「平成最後の年」となる来年は、5年に1度の年金制度見直し(財政検証)がある。去る7月30日、財政検証に向け新たな年金制度を議論している社会保障審議会の年金部会に、厚労省年金局が『諸外国の年金制度の動向について』と題する資料を提出した。
その冒頭には、「給付の十分性」と「制度の持続可能性」の矛盾が先進諸国に共通する年金制度の課題だと大きな図で示され、解決策の第1番目に〈支給開始年齢の引き上げ〉が挙げられている。
さらに財務省が財政制度審議会に提出した資料(今年4月)では、『より望ましい年金制度への改革に向けた視点』として支給開始年齢の「68歳への引き上げ」を例示したうえで、2035年には団塊世代の次に人口が多い団塊ジュニアが65歳になることを指摘し、こう提案している。
〈それまでに支給開始年齢を更に引き上げるべきではないか〉
その先には「70歳支給」が待ち受けている。では、どの世代が最も大きな被害を受けることになるのか。
財務省は次の引き上げのメーンターゲットを団塊ジュニア世代(1971~1974年生まれ)に定め、68歳受給を団塊ジュニアの年金受給が始まる前に実施するよう主張している。
具体的な時期はいつか。実は、厚労省内部では民主党政権時代に民主、自民、公明3党合意で消費税増税を決めた「社会保障と税の一体改革」(2012年)の頃から、68歳支給をどのタイミングで実施するか詳細なシミュレーションを積み重ねてきた。
当時の厚労省資料『支給開始年齢について』が参考になる。
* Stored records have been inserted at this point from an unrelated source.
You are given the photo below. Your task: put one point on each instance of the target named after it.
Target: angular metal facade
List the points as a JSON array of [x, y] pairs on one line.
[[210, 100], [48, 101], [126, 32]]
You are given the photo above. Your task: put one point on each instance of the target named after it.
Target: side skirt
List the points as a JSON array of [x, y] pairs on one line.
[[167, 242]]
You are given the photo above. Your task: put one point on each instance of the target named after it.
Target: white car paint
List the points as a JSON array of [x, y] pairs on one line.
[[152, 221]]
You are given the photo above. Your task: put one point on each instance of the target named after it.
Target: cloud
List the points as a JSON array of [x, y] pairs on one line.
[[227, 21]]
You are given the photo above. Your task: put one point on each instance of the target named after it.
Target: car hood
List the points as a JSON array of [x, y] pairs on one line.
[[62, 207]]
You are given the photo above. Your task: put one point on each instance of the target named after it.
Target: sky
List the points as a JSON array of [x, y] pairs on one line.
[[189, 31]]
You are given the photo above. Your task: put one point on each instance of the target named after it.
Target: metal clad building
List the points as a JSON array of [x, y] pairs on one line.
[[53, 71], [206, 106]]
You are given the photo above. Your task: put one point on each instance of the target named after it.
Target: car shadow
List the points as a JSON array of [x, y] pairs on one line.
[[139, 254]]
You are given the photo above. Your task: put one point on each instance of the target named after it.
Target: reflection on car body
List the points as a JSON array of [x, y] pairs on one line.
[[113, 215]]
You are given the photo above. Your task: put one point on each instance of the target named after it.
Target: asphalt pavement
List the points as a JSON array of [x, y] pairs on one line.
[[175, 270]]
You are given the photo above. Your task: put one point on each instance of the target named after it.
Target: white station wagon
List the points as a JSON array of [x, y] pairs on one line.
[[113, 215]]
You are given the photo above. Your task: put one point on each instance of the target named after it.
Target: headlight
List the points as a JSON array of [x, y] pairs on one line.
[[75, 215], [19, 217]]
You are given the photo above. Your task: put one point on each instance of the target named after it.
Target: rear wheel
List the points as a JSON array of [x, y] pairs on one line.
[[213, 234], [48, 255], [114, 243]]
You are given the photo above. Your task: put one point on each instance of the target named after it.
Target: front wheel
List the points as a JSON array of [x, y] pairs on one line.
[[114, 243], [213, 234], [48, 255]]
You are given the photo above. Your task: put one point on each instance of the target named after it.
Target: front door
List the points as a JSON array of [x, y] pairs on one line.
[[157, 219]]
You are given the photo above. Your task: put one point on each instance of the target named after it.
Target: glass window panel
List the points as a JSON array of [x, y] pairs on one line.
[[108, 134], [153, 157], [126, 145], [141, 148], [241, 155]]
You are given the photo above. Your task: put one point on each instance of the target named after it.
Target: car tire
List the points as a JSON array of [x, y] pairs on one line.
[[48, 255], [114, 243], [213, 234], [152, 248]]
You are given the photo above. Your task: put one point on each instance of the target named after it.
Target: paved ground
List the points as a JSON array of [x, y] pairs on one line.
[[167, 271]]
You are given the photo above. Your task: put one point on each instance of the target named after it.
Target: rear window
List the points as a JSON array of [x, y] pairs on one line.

それによると、最短ケースでは6年後の2024年から段階的に支給年齢を引き上げ、今年60歳を迎える1958年生まれは「66歳支給」、翌1959年生まれが「67歳支給」、そして1960年生まれが「68歳支給」になると試算されている。これから定年後の年金選択を考える世代である。しかもその先には確実に「70歳引き上げ」が待ち受けている。現在57歳以下の日本人にはすでにそのレールが敷かれている。